Currently I'm developing in Java,C# and Python, and I like all languages. I keep hearing useless debates about which language is better. Is it ok to enjoy all language and apperciate them? or it's like cheering up several sports teams?
======
gregjor
Yes, you have to pick one and make fun of all the others. Apparently you
didn't get the card in the mail.

Seriously language wars are silly. I've used lots of languages in my career.
Every language has its joys and quirks. Arguing about languages is a silly
waste of time. I compare it to amateur vs. professional photographers:
amateurs talk about cameras and equipment. Professionals study light and
composition and take photographs. Amateur programmers talk about tools and
languages. Professionals write good code in whatever language is required or
best for the job. You won't be able to pick the language most of the time if
you plan to work for money, so get used to learning new languages and
appreciating them for what they are.

------
mechanical_fish
Are you're saying it's wrong to cheer for several sports teams? ;)

Of course you can love all languages, just as you can love all foods, love all
cities, love all... well, you get the picture.
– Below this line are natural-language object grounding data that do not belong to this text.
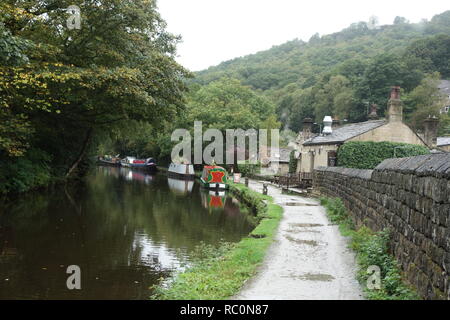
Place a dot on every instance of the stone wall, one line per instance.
(411, 196)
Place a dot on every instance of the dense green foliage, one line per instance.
(342, 74)
(62, 91)
(372, 250)
(219, 273)
(367, 155)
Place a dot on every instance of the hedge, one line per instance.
(367, 155)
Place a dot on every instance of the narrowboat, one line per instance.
(181, 170)
(132, 162)
(109, 161)
(214, 177)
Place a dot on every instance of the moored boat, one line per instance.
(132, 162)
(109, 161)
(214, 177)
(181, 170)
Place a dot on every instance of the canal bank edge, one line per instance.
(222, 277)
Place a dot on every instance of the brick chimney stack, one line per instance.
(431, 129)
(395, 106)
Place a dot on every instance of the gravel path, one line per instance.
(309, 259)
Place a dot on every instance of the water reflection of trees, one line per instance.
(124, 234)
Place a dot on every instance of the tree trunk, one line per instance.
(82, 153)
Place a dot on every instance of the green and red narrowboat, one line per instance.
(214, 177)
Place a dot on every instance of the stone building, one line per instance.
(276, 161)
(321, 150)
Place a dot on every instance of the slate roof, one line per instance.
(284, 155)
(345, 133)
(443, 141)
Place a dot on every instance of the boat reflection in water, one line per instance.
(213, 199)
(133, 175)
(180, 187)
(126, 230)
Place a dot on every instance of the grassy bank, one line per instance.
(219, 273)
(371, 250)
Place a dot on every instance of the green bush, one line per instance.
(371, 250)
(368, 155)
(24, 173)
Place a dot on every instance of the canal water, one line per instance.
(126, 230)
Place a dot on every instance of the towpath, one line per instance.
(308, 260)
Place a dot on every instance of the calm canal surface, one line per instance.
(126, 230)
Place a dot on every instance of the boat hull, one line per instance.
(214, 186)
(181, 171)
(109, 163)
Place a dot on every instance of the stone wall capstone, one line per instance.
(411, 197)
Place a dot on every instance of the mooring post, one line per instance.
(265, 189)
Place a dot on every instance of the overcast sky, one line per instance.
(218, 30)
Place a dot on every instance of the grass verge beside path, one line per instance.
(371, 250)
(219, 273)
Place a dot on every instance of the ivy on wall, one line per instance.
(292, 162)
(367, 155)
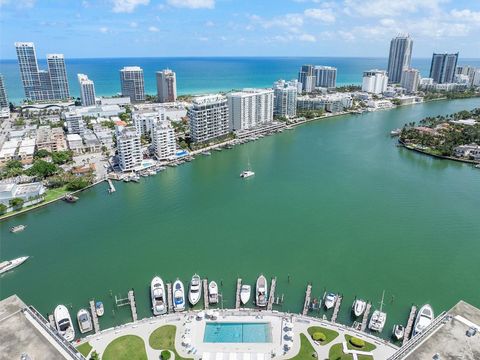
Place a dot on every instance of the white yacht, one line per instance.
(84, 321)
(63, 322)
(178, 296)
(195, 292)
(9, 265)
(424, 318)
(213, 292)
(329, 300)
(261, 296)
(245, 292)
(157, 293)
(359, 307)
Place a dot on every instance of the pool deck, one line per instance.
(190, 327)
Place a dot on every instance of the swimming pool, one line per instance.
(230, 332)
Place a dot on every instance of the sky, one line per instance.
(162, 28)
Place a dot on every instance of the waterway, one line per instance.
(333, 202)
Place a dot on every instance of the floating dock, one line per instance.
(408, 328)
(237, 297)
(271, 296)
(336, 310)
(93, 310)
(306, 304)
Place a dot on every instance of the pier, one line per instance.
(336, 310)
(271, 297)
(365, 316)
(306, 304)
(169, 298)
(96, 324)
(237, 297)
(408, 328)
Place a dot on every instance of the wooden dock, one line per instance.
(205, 293)
(408, 328)
(271, 296)
(306, 304)
(169, 298)
(237, 297)
(365, 316)
(93, 310)
(336, 310)
(133, 305)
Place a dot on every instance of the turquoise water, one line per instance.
(201, 75)
(217, 332)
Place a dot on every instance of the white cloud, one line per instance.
(127, 6)
(193, 4)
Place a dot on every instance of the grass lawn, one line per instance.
(128, 347)
(163, 338)
(306, 350)
(330, 334)
(84, 349)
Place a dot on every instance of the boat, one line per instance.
(195, 291)
(245, 292)
(424, 318)
(12, 264)
(157, 293)
(329, 300)
(99, 309)
(63, 322)
(359, 307)
(178, 296)
(398, 332)
(213, 292)
(84, 321)
(261, 295)
(18, 228)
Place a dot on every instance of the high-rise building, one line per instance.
(208, 117)
(166, 86)
(132, 84)
(375, 81)
(400, 57)
(163, 140)
(325, 76)
(3, 93)
(129, 148)
(285, 98)
(410, 80)
(87, 90)
(250, 108)
(306, 76)
(443, 67)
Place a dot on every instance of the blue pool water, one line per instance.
(237, 333)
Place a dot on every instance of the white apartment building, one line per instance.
(250, 108)
(129, 148)
(208, 117)
(375, 81)
(163, 140)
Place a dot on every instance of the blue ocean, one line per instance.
(197, 75)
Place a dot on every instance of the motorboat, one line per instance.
(63, 322)
(424, 318)
(195, 292)
(84, 321)
(213, 292)
(398, 332)
(157, 293)
(12, 264)
(359, 307)
(245, 292)
(329, 300)
(261, 295)
(178, 296)
(99, 309)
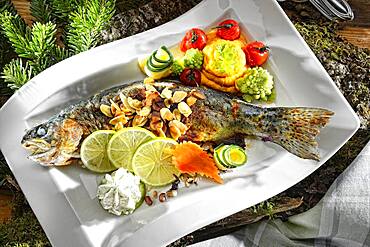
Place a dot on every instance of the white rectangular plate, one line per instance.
(63, 198)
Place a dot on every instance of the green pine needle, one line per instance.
(41, 10)
(17, 73)
(87, 22)
(42, 40)
(16, 31)
(63, 8)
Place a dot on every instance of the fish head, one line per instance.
(53, 143)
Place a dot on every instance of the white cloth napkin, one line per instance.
(341, 218)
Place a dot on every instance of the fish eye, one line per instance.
(41, 132)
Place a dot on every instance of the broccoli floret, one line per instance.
(256, 84)
(177, 66)
(193, 59)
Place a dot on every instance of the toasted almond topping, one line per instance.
(105, 109)
(166, 114)
(139, 121)
(127, 106)
(168, 102)
(191, 101)
(122, 97)
(179, 96)
(148, 80)
(197, 94)
(117, 119)
(134, 103)
(175, 132)
(114, 107)
(177, 114)
(166, 93)
(184, 109)
(182, 127)
(145, 111)
(118, 126)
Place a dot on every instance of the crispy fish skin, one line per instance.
(216, 117)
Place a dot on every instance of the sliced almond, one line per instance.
(182, 127)
(166, 93)
(118, 119)
(191, 100)
(139, 121)
(148, 80)
(105, 109)
(119, 126)
(168, 102)
(197, 94)
(114, 107)
(184, 109)
(179, 96)
(177, 114)
(145, 111)
(166, 114)
(134, 103)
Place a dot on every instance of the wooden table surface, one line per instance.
(356, 32)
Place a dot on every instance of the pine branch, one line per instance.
(63, 8)
(17, 74)
(42, 10)
(87, 22)
(16, 31)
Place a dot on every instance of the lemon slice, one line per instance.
(123, 144)
(152, 162)
(94, 151)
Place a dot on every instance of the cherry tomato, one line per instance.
(228, 29)
(194, 38)
(190, 77)
(256, 53)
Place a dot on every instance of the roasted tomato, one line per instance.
(194, 38)
(190, 77)
(256, 53)
(228, 29)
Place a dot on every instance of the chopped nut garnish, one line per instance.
(134, 103)
(179, 96)
(118, 126)
(171, 193)
(162, 197)
(168, 103)
(105, 109)
(177, 114)
(155, 194)
(197, 94)
(148, 200)
(166, 114)
(117, 119)
(145, 111)
(148, 80)
(184, 109)
(139, 121)
(191, 101)
(166, 93)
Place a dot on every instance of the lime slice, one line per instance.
(123, 144)
(152, 162)
(94, 151)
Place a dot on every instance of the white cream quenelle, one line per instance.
(119, 192)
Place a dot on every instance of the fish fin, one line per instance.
(295, 129)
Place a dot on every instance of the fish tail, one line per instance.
(295, 129)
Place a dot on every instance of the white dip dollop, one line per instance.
(119, 192)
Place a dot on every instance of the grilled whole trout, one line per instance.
(215, 117)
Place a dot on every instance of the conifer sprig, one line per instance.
(87, 22)
(17, 73)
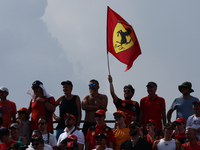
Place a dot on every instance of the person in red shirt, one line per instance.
(192, 143)
(41, 104)
(100, 127)
(152, 107)
(128, 106)
(7, 142)
(180, 134)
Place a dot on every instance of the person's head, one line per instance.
(93, 86)
(37, 143)
(133, 128)
(190, 134)
(185, 88)
(101, 139)
(42, 123)
(36, 86)
(100, 116)
(151, 88)
(67, 87)
(180, 124)
(19, 146)
(3, 93)
(14, 130)
(23, 114)
(168, 129)
(128, 91)
(150, 125)
(119, 117)
(4, 135)
(70, 120)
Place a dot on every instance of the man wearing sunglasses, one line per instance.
(128, 106)
(135, 142)
(8, 108)
(91, 103)
(100, 127)
(70, 121)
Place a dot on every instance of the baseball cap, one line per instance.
(151, 84)
(70, 115)
(120, 113)
(151, 121)
(101, 112)
(3, 88)
(67, 82)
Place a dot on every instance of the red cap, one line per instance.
(101, 112)
(180, 120)
(69, 115)
(151, 121)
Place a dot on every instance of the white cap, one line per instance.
(4, 89)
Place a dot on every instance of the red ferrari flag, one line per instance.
(121, 39)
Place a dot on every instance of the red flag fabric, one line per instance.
(121, 39)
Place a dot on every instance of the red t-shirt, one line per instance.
(152, 109)
(7, 110)
(94, 131)
(3, 146)
(187, 146)
(38, 110)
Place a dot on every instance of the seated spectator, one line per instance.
(41, 104)
(167, 143)
(135, 142)
(70, 121)
(151, 129)
(19, 146)
(7, 142)
(192, 143)
(14, 131)
(8, 108)
(180, 134)
(101, 142)
(100, 127)
(48, 138)
(121, 131)
(194, 120)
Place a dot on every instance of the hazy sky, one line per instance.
(62, 40)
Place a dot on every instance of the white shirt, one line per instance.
(79, 134)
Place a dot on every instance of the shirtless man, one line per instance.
(91, 103)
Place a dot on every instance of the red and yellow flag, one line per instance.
(121, 39)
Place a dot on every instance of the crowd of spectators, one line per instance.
(138, 126)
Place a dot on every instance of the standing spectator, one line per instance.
(192, 143)
(68, 103)
(121, 131)
(70, 121)
(167, 143)
(41, 104)
(152, 107)
(91, 103)
(100, 127)
(135, 142)
(180, 134)
(128, 106)
(183, 104)
(194, 120)
(7, 142)
(47, 137)
(24, 123)
(7, 108)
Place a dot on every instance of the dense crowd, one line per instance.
(138, 126)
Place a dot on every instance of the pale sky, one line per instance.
(53, 41)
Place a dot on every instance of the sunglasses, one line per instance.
(92, 85)
(128, 91)
(42, 123)
(117, 117)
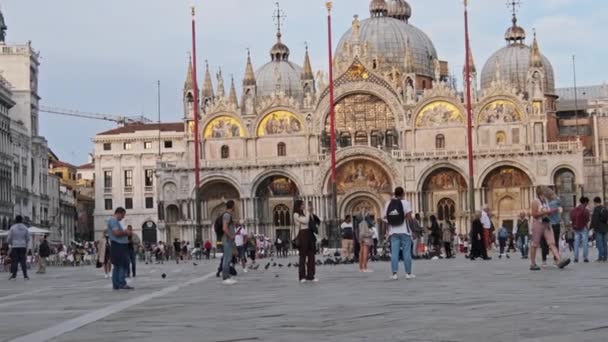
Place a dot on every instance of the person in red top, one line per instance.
(580, 218)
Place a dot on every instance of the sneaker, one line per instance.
(563, 263)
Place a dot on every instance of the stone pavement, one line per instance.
(451, 300)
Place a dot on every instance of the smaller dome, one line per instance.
(378, 8)
(279, 51)
(399, 9)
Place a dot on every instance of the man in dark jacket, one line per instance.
(44, 251)
(599, 224)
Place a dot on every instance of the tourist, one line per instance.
(365, 238)
(18, 239)
(119, 240)
(503, 236)
(240, 240)
(132, 247)
(44, 251)
(348, 235)
(522, 232)
(305, 242)
(599, 224)
(397, 211)
(487, 228)
(541, 227)
(580, 219)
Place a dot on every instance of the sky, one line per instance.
(106, 56)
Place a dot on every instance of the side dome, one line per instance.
(388, 39)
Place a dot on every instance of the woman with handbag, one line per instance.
(305, 242)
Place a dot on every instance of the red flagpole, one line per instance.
(467, 71)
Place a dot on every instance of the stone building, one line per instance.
(399, 121)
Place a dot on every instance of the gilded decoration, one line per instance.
(507, 177)
(279, 122)
(499, 111)
(362, 174)
(224, 127)
(439, 114)
(445, 179)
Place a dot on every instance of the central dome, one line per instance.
(388, 38)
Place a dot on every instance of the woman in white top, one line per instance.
(541, 228)
(305, 242)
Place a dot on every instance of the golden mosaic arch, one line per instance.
(499, 111)
(224, 127)
(279, 123)
(439, 114)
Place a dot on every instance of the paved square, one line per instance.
(451, 300)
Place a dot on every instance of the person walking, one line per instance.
(541, 227)
(119, 253)
(305, 242)
(599, 224)
(18, 239)
(580, 219)
(397, 212)
(44, 251)
(133, 247)
(523, 234)
(348, 236)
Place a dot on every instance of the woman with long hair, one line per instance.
(305, 241)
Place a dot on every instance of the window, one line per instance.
(149, 177)
(107, 179)
(108, 203)
(281, 150)
(225, 152)
(128, 178)
(440, 141)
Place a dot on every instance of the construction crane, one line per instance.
(119, 119)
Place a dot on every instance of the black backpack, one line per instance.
(395, 214)
(218, 226)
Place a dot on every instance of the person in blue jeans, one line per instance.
(599, 224)
(397, 213)
(119, 253)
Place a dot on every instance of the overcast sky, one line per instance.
(106, 55)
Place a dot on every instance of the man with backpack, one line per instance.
(599, 224)
(397, 213)
(580, 219)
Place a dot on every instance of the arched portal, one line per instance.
(275, 196)
(507, 191)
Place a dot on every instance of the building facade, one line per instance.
(399, 122)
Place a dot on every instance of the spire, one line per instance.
(536, 60)
(232, 96)
(249, 79)
(307, 73)
(189, 84)
(207, 92)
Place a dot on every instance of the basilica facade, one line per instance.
(399, 121)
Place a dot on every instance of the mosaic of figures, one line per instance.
(439, 114)
(224, 127)
(499, 111)
(279, 122)
(507, 177)
(362, 174)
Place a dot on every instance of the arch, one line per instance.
(223, 126)
(279, 122)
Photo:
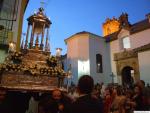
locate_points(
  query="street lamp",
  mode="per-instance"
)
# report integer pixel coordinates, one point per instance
(68, 78)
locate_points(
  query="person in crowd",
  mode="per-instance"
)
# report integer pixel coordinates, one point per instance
(2, 97)
(117, 105)
(57, 103)
(86, 103)
(137, 99)
(145, 94)
(128, 106)
(107, 100)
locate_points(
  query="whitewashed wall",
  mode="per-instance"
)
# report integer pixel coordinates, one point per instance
(140, 38)
(144, 66)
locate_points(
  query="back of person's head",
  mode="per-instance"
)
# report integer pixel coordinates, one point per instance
(85, 84)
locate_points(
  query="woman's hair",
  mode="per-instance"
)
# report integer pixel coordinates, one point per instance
(86, 84)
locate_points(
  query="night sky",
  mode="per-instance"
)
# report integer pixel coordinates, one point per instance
(71, 16)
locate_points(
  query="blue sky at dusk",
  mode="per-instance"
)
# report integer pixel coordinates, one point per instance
(71, 16)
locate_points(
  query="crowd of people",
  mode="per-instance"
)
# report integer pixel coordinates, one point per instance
(89, 98)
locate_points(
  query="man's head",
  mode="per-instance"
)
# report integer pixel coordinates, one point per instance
(56, 94)
(85, 84)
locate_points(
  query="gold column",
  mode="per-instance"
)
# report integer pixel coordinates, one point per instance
(32, 36)
(43, 31)
(26, 43)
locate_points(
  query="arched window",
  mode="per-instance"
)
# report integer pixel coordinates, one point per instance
(99, 65)
(126, 43)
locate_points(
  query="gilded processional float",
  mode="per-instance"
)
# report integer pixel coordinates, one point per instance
(33, 68)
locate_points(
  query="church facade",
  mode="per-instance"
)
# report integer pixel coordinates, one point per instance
(124, 50)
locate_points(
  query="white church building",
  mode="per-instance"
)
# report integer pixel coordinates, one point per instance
(120, 56)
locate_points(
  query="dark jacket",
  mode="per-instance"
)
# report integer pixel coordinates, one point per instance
(87, 104)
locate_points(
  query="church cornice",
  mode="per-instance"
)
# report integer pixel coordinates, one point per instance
(124, 55)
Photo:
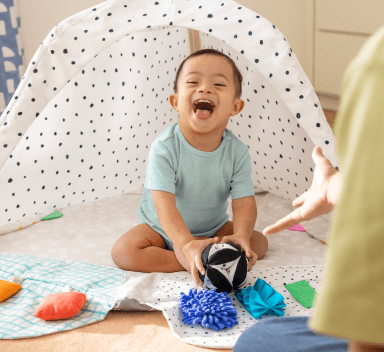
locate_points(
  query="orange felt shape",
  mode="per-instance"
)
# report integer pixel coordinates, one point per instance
(8, 289)
(60, 305)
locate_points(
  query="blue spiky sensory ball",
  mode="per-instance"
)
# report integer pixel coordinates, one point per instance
(209, 308)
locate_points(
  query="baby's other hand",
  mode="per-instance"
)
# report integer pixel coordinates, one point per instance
(243, 241)
(192, 251)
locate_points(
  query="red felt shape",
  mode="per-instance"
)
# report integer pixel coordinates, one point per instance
(60, 305)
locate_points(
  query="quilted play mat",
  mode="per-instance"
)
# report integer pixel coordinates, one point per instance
(73, 251)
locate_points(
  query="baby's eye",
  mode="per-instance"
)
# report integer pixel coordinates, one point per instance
(216, 84)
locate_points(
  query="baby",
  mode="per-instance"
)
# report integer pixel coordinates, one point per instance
(192, 168)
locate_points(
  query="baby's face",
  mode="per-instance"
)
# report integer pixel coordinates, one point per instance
(206, 77)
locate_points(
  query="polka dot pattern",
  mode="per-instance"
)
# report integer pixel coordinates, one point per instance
(96, 94)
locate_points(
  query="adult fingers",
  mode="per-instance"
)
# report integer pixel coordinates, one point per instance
(290, 220)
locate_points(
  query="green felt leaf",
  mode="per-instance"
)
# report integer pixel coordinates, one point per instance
(303, 292)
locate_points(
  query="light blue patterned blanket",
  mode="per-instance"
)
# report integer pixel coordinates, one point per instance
(41, 276)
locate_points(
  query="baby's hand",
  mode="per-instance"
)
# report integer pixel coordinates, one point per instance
(192, 251)
(243, 241)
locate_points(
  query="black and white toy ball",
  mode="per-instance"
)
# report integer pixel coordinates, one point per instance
(225, 265)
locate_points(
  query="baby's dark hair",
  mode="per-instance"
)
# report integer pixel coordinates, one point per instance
(237, 73)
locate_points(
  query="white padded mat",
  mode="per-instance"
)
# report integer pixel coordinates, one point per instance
(87, 233)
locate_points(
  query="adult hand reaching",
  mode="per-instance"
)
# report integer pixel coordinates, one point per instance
(318, 200)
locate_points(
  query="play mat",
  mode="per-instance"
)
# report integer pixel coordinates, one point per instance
(77, 249)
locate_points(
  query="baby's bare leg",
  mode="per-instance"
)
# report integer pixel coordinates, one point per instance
(142, 249)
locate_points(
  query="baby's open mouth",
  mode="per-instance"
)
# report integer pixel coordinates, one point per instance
(203, 109)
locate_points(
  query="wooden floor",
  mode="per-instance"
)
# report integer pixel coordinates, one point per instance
(330, 115)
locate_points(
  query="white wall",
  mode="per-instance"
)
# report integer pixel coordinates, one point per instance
(292, 18)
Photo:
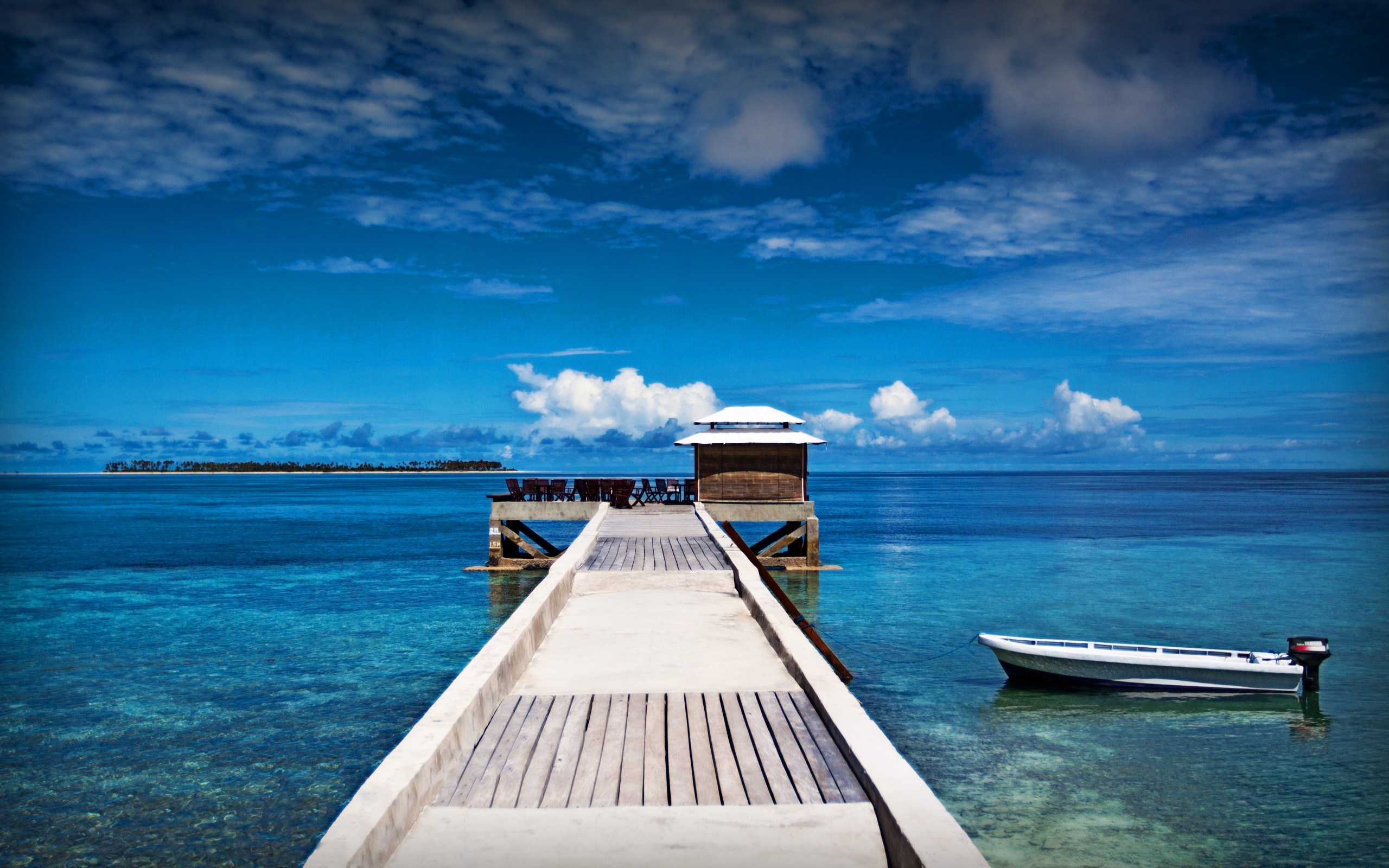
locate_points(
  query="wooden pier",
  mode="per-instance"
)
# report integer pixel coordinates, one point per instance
(648, 705)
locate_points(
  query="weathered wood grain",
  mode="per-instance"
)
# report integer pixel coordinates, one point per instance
(542, 760)
(629, 789)
(791, 755)
(680, 757)
(610, 764)
(481, 794)
(585, 775)
(655, 790)
(829, 789)
(745, 753)
(481, 753)
(567, 756)
(784, 792)
(845, 778)
(725, 764)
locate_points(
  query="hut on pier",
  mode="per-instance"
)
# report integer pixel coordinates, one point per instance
(753, 467)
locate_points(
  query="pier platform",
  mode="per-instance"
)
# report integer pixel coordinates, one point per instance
(648, 705)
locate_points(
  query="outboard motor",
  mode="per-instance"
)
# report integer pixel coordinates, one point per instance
(1309, 652)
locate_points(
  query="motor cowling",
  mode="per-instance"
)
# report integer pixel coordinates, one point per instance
(1309, 652)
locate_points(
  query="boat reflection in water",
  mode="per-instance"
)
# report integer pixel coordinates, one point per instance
(1057, 705)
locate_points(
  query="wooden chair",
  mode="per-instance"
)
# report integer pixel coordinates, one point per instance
(623, 494)
(646, 494)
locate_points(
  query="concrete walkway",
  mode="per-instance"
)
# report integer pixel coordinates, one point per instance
(649, 634)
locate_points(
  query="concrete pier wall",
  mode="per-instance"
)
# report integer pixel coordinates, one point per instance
(390, 802)
(917, 829)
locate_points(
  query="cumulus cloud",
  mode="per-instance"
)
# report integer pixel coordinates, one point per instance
(773, 130)
(899, 406)
(1078, 413)
(832, 421)
(587, 406)
(1078, 423)
(502, 289)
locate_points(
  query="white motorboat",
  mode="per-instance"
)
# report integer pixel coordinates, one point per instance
(1156, 667)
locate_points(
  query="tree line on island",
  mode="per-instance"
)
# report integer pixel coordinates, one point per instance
(438, 465)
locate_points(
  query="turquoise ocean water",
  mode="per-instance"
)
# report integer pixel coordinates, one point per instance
(202, 670)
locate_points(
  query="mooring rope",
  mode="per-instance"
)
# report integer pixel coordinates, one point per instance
(901, 663)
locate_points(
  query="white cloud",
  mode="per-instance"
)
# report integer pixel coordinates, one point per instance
(1078, 423)
(585, 406)
(1049, 209)
(507, 212)
(345, 264)
(562, 353)
(899, 406)
(1092, 80)
(1078, 413)
(773, 130)
(832, 421)
(169, 99)
(504, 289)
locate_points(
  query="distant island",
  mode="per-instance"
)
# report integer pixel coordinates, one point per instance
(294, 467)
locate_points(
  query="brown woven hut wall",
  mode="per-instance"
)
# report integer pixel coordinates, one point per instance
(752, 471)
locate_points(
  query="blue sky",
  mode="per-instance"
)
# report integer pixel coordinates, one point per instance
(964, 235)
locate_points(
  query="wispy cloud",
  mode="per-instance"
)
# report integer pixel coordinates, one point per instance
(502, 289)
(1296, 282)
(587, 406)
(557, 353)
(1046, 209)
(184, 95)
(343, 264)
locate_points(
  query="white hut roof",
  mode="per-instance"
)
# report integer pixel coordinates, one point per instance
(750, 416)
(749, 435)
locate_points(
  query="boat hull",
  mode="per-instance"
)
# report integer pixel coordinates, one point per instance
(1137, 677)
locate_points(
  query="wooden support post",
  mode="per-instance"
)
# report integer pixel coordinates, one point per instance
(495, 538)
(760, 546)
(521, 542)
(782, 542)
(539, 541)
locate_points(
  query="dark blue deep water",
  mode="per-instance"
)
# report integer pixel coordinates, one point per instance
(200, 670)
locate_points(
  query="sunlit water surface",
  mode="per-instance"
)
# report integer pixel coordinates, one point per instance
(202, 670)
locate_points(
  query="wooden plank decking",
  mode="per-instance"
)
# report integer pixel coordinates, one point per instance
(652, 749)
(656, 554)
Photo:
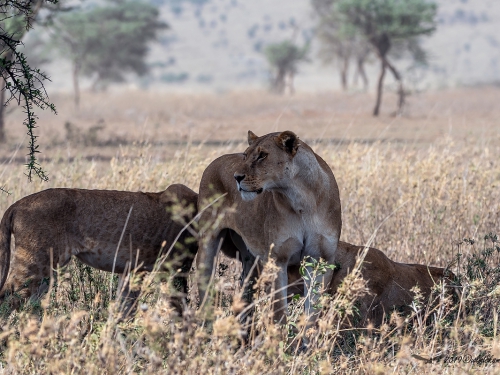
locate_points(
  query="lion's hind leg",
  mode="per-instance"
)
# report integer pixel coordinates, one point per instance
(29, 274)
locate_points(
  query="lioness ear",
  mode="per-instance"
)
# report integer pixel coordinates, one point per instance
(251, 137)
(288, 141)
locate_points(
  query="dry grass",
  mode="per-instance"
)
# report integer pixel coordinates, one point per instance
(420, 191)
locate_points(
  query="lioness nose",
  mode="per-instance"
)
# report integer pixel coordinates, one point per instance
(239, 177)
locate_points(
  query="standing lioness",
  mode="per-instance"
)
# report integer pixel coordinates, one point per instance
(282, 202)
(89, 224)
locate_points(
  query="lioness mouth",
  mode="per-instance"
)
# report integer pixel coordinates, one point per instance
(258, 191)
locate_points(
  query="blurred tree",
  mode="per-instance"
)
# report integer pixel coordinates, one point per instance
(341, 43)
(284, 58)
(20, 82)
(384, 23)
(107, 42)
Admittedly, some languages are harder to love than others, but all the ones
with more than fifty users are doing _something_ right, even if it's just
"running the critical software we wrote fifty years ago and don't have time to
port"

And, as with sports teams, sometimes circumstances dictate that you declare
your fanaticism for the local team and discreetly remain silent about any
other teams.

------
madhouse
For a long time, I've held the opinion that once one learns to write programs,
the choice of language dims away, it's just a codification of the program. One
should use whichever is most appropriate for the task, and whichever he's most
comfortable with.

Thus, knowing more languages, and actually enjoying most of them, with little
to no bias, is a good trait to have, in my opinion.